What’s in Chicken Cordon Bleu?
MEAT Boneless, skinless chicken breasts are butterflied and pounded to ¼” thick. This allows it to be wrapped around the other ingredients to create a rollup-style Cordon Bleu.
The ham can be sandwich meat, as long as it doesn’t have any ingredients that interfere with the keto diet.
DAIRY Heavy cream & cream cheese form the base of the savory sauce, giving it a rich keto texture.
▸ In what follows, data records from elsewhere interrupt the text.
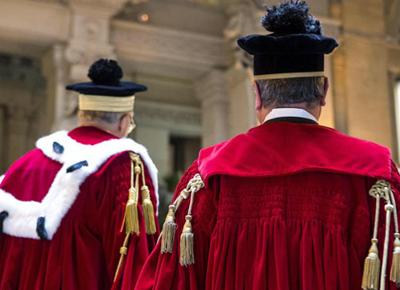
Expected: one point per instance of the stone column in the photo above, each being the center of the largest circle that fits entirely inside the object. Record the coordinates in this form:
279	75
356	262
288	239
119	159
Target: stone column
330	28
88	41
17	144
366	83
241	101
156	140
211	90
54	69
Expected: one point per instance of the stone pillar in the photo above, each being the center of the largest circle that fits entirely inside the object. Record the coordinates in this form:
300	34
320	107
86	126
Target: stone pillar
88	41
17	144
330	28
241	101
156	140
366	82
54	69
212	92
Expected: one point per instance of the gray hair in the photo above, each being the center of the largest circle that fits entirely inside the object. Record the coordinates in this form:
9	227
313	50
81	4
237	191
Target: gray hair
107	117
281	92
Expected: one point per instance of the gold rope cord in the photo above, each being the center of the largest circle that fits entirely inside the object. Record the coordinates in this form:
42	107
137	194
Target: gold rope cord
131	218
169	227
374	271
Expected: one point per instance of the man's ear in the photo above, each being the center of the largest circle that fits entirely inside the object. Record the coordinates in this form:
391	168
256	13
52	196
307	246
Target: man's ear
123	123
326	88
258	96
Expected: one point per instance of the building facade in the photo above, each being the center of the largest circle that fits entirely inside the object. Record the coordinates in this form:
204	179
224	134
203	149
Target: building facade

What kind of cheese is in Chicken Cordon Bleu? Swiss cheese is usually the top choice, lending Cordon Bleu that classic ham and Swiss flavor. Or choose from stronger-tasting cheeses like Brie, Camembert, or even Cheddar, or go for mild-flavored slices of Mozzarella, Provolone, or Monterey Jack. (Just be aware that they will melt differently than Swiss cheese.)
SAUCE Worcestershire sauce and Dijon mustard, as well as chicken boullion, turn cream into a super savory, super delicious sauce that can also be used on anything from Hard Boiled Eggs to a Crustless Ham and Cheese Quiche (Keto).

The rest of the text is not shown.